Question

Determine whether the function is even, odd, or neither. $$h(x)=x^5+3 x^4$$

Short answer

The function \(h(x)=x^5+3x^4\) is neither even nor odd.

Step-by-step solution

Substitute -x for x in the function

First, substitute \(-x\) for \(x\) in the function and simplify. This gives: \[ h(-x)=(-x)^5+3(-x)^4 = -x^5+3x^4\]

Compare with original function

Now compare the resulting function with the original function \(h(x)=x^5+3x^4\). The result is different from the original function, so the function is not even.

Check for odd behavior

Switch the sign of \(h(-x)\) and compare with the original function \(h(x)\): \[-h(-x) = -(-x^5+3x^4) = x^5-3x^4\]This is also not the same as the original function, hence the function is not odd either.

Key concepts

Algebraic Functions

Algebraic functions are expressions constructed using a finite number of algebraic operations; these include addition, subtraction, multiplication, division, and taking roots.

For example, the function in the exercise, h(x) = x^5 + 3x^4, is an algebraic function. It is formed by adding two terms, x^5 and 3x^4, which are both monomials and involve the algebraic operations of multiplication and exponentiation.

To analyze functions like these, we may be interested in their properties, such as domain, range, and especially symmetry, which leads to classifying them as even, odd, or neither. An understanding of symmetry is crucial when studying algebraic functions as it can simplify computations and offer insights into their graphical representation.

Function Symmetry

Function symmetry refers to the balanced and proportional arrangement that a function may exhibit on a graph.

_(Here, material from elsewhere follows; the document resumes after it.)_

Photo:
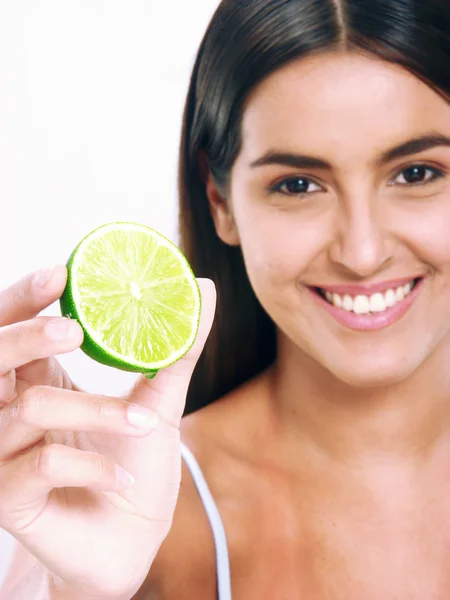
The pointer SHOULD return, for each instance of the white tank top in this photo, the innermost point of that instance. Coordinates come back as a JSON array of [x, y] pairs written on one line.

The two primary types of symmetry relevant to algebraic functions are:

• Even Symmetry: A function f(x) is even if f(-x) = f(x) for all x in the domain. Graphically, this means the function is symmetric about the y-axis.
• Odd Symmetry: A function f(x) is odd if -f(-x) = f(x) for all x in the domain. This implies symmetry about the origin.

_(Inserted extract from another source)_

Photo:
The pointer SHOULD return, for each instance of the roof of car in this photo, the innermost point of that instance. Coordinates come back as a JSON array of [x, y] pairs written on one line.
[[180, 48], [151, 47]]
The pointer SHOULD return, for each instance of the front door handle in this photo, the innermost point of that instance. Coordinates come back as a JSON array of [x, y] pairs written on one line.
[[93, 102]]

In the given exercise, determining the symmetry involved checking these conditions. By substituting -x into the function and comparing it to the original, we established that the function did not meet the criteria for even or odd symmetry, therefore it is classified as neither. The process of testing the function involved straightforward algebraic manipulation, emphasizing the importance of algebraic operations in studying function properties.

Polynomial Functions

Polynomial functions are a type of algebraic function characterized by expressions that are sums of monomial terms, where the exponents are all non-negative integers. The general form of a polynomial function is P(x) = a_nx^n + a_{n-1}x^{n-1} + ... + a_1x + a_0.

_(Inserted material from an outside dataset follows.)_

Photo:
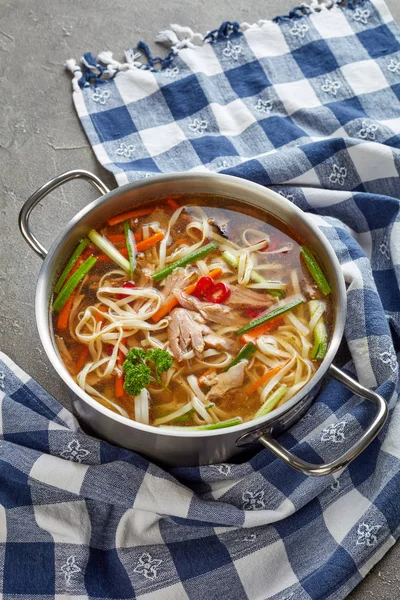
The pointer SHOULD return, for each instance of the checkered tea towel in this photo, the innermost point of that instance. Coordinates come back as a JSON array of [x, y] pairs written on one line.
[[309, 103]]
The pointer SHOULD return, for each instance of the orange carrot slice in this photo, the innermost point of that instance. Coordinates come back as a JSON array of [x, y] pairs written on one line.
[[80, 363], [63, 315], [266, 377]]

Each term of a polynomial functions consists of a coefficient multiplied by a variable raised to an exponent. These functions are smooth and continuous. The degree of the polynomial, determined by the highest exponent in the expression, influences the function's behavior and the shape of its graph.

The function h(x) = x^5 + 3x^4 from the exercise is a polynomial of degree 5. It showcases the properties of polynomials, such as having a finite number of turning points and end behaviors dependent on the leading term's exponent and coefficient. While analyzing the symmetry, it's interesting to note that polynomial functions with only even powers exhibit even symmetry, and those with only odd powers show odd symmetry—something that doesn't hold for the function in the exercise, as it contains both even and odd powers.